In general, it is difficult to tell if you would like a cue stick just by reading about it. Even the terms that different people use to describe these characteristics (hard, soft, harsh, stiff, forgiving, well-balanced, etc.) are subjective and difficult to quantify. Some of the important things can be quantified (length, weight, balance point, shaft taper, shaft diameter, squirt), but they’re not the whole story. And if you are a beginner, or seriously working on your game for the first time, you can expect your own preferences to change as your game matures.

Shun a cue that’s more than two parts, has a screw-on tip, is painted in festive colors, or is made in Taiwan. Made in Japan is OK, the Adam line, made there, is one of the best. Get the best tips you can, the return on the money you spend is greater there than anywhere else.

The plainest butt is probably also the most solid. If you want fancy inlay work, consider Baroque antiques, not cues, unless you are collecting rather than playing with them. Beyond being solid and the right weight and length, and perhaps having the style of grip you prefer, there is little the butt does for the cue.

The tip is important. Many tips are no good. Tips can be replaced; learn how to do it yourself. The tip has more effect on how the cue plays than the butt.

The shaft is the most important part of the cue. Shafts are relatively cheap. Some highly regarded cue makers make unusable shafts.

Here’s a quick test to see if the cue is worth looking at further. It tests the amount of “squirt” or deflection on extreme english shots. Many expensive sticks fail this test. This idea can also be used to compensate for squirt for some sticks, and when it is used for that it is sometimes called “backhand english” since the back (grip) hand is moved over to get side spin.

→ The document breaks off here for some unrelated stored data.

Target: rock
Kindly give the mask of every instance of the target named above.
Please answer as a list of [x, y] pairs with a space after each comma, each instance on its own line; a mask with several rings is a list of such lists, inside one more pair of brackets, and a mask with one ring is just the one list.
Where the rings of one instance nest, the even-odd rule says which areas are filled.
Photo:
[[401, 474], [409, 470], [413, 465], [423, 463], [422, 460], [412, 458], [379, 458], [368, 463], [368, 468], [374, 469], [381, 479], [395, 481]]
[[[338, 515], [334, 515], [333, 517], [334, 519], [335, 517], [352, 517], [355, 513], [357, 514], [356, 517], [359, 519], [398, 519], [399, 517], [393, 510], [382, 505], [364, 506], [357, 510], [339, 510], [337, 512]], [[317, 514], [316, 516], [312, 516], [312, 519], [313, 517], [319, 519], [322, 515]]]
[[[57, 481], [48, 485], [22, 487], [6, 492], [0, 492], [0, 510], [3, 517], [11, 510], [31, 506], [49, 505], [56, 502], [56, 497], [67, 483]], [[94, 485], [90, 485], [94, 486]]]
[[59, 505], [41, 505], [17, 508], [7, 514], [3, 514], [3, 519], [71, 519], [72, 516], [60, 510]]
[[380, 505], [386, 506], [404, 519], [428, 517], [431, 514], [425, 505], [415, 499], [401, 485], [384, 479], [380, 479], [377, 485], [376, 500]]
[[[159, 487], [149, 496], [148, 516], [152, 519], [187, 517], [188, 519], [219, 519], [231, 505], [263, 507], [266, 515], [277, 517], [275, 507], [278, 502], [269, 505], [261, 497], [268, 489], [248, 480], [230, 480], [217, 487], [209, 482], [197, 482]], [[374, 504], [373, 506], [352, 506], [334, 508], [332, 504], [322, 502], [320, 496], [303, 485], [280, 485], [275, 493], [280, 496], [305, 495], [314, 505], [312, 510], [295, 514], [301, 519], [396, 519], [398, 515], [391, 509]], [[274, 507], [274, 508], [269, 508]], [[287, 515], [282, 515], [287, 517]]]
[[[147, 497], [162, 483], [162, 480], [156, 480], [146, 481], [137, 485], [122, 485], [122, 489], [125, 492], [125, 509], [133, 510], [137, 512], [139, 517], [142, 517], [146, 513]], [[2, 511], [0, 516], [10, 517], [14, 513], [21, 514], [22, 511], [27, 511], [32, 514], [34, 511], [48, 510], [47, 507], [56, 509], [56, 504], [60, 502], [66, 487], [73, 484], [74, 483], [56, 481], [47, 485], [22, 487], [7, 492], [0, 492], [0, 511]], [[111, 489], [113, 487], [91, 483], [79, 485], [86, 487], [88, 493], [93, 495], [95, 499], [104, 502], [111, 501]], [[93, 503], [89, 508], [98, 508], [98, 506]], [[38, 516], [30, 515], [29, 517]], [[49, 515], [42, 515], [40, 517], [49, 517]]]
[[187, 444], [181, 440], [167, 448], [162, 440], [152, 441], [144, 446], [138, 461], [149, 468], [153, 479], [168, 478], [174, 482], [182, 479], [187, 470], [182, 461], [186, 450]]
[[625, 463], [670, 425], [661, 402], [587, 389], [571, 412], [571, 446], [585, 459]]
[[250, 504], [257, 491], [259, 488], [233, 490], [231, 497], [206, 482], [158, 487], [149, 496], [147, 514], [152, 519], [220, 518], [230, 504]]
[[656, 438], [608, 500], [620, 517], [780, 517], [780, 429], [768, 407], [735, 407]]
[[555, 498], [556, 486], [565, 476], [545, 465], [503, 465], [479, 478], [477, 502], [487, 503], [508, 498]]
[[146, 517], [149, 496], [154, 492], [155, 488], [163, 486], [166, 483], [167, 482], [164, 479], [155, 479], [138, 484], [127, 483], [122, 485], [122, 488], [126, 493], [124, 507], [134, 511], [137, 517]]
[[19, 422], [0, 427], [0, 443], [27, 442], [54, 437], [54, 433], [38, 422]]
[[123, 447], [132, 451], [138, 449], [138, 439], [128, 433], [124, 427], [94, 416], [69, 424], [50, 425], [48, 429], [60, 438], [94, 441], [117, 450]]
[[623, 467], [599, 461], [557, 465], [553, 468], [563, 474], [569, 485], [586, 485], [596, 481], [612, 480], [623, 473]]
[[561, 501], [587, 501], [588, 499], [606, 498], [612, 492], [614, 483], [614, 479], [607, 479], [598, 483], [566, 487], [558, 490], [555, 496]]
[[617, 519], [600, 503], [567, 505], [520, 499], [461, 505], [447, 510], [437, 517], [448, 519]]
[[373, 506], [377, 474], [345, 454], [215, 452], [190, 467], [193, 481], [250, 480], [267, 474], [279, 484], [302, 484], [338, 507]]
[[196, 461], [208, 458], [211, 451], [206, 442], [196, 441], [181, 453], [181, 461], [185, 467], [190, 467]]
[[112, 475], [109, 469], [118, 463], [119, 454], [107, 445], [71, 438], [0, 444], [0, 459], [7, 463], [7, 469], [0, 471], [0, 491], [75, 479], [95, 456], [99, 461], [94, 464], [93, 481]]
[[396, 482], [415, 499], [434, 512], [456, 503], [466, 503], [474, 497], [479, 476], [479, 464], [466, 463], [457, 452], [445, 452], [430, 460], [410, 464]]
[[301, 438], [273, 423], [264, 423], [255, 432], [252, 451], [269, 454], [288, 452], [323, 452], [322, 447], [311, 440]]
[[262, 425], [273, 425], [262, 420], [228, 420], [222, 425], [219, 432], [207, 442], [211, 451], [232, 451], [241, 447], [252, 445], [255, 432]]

For each cue stick, there is a particular length of bridge for which you can aim straight at a close object ball and then pivot about your bridge hand and shoot straight through the new line and hit the object ball full. (You can also use this (very old) method for non-full shots too, but a full shot is best for finding the right bridge length.) For a stick you want to measure, just find the needed bridge length. A hint: if you shoot softly at a ball far away, the cue ball will curve on its way to the object ball, and your measurement will be useless. Do not give the cue ball the time or distance to curve. Shoot firmly. Use as much side spin as you can without miscuing. The shorter the bridge, the more squirt the stick has. (“Close object ball” means about a diamond away.) The cue ball should sit in place spinning like a top when it hits the object ball full.

If several cues are available, including house cues, compare them. Squirt is the most important characteristic of a cue stick after solid construction. Less squirt is usually better, especially if you use something close to “parallel aiming” on spin shots. More squirt means more aiming compensation on any shot with side spin. The one possible advantage of squirt is that if the pivot length is the same length as the bridge, it can compensate for inaccuracies left-to-right in the final stroke.